Domain Adaptive Object Detection using Semi-Supervised Learning and Pseudo labeling based Self-Training

Abstract

In the area of computer vision object detection is concerned with detecting and localizing objects within images. Accurate localization of objects in an image plays a vital role in various computer vision tasks, such as object detection, tracking, and segmentation. However, when it comes to training machine learning models for object detection, a significant amount of annotated data is typically required for supervised learning. A common challenge arises when these models, trained on one data domain, encounter a drop-in performance when tested on data from an unseen domain. The existence of domain discrepancies or shifts poses significant hurdles to the generalization ability of the deep learning models. Even though augmenting the training data with samples from the new domain can improve performance, the process of collecting annotations for this data is often time-consuming and labor-intensive. To address this issue, researchers have created deep transfer learning approaches, particularly deep domain adaptation techniques. These approaches aim to adapt the model's learned representations to effectively handle domain discrepancies, enabling the network to generalize well across different domains. This study presents a novel Deep Domain adaptation approach using semi-supervised learning approach with pseudo labeling based self-training to solve object detection problem. It presents an approach to improve domain adaptive object detection through the integration of several techniques such as progressive confidence thresholding, non-maximal suppression, consistency regularization, and image-level and instance-level alignment are applied to enhance the performance of object detection models when dealing with domain shifts.

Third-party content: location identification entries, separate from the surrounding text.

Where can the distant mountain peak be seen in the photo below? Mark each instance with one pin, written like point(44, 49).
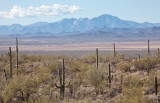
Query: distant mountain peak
point(102, 22)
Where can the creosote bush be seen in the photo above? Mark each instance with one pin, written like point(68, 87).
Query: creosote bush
point(132, 90)
point(145, 63)
point(124, 65)
point(19, 87)
point(98, 78)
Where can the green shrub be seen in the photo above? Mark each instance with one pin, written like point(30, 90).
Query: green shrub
point(19, 87)
point(97, 78)
point(132, 89)
point(145, 63)
point(79, 67)
point(124, 65)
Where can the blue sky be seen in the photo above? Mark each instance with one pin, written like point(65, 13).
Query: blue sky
point(30, 11)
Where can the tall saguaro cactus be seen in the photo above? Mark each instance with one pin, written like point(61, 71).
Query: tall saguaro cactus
point(156, 85)
point(17, 53)
point(114, 50)
point(10, 55)
point(62, 80)
point(97, 58)
point(158, 52)
point(148, 49)
point(110, 77)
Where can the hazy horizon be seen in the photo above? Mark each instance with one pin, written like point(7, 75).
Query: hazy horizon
point(27, 12)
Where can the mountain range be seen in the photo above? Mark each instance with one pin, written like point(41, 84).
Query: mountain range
point(104, 23)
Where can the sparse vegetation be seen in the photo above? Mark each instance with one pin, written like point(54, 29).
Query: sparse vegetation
point(116, 80)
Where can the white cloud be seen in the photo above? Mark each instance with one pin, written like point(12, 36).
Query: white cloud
point(44, 10)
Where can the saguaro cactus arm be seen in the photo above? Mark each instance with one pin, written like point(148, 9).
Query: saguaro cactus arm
point(10, 54)
point(97, 58)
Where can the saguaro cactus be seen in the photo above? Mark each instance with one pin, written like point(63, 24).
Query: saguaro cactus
point(148, 49)
point(158, 52)
point(10, 55)
point(156, 85)
point(110, 77)
point(62, 80)
point(139, 55)
point(17, 53)
point(97, 58)
point(114, 50)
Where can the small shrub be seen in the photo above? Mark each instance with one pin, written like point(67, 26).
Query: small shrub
point(97, 78)
point(145, 63)
point(124, 65)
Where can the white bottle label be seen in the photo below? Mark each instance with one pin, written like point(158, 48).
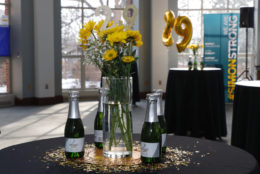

The proposed method increases the detection accuracy and robustness by effectively addressing the challenges posed by domain adaptation. The experimental result indicates a significant improvement in performance of the initial Faster R-CNN model, which was exclusively trained on the source domain, when evaluated across diverse domains. As a result, the proposed approach improves the overall performance of deep neural networks by enhancing their ability to generalize across domains.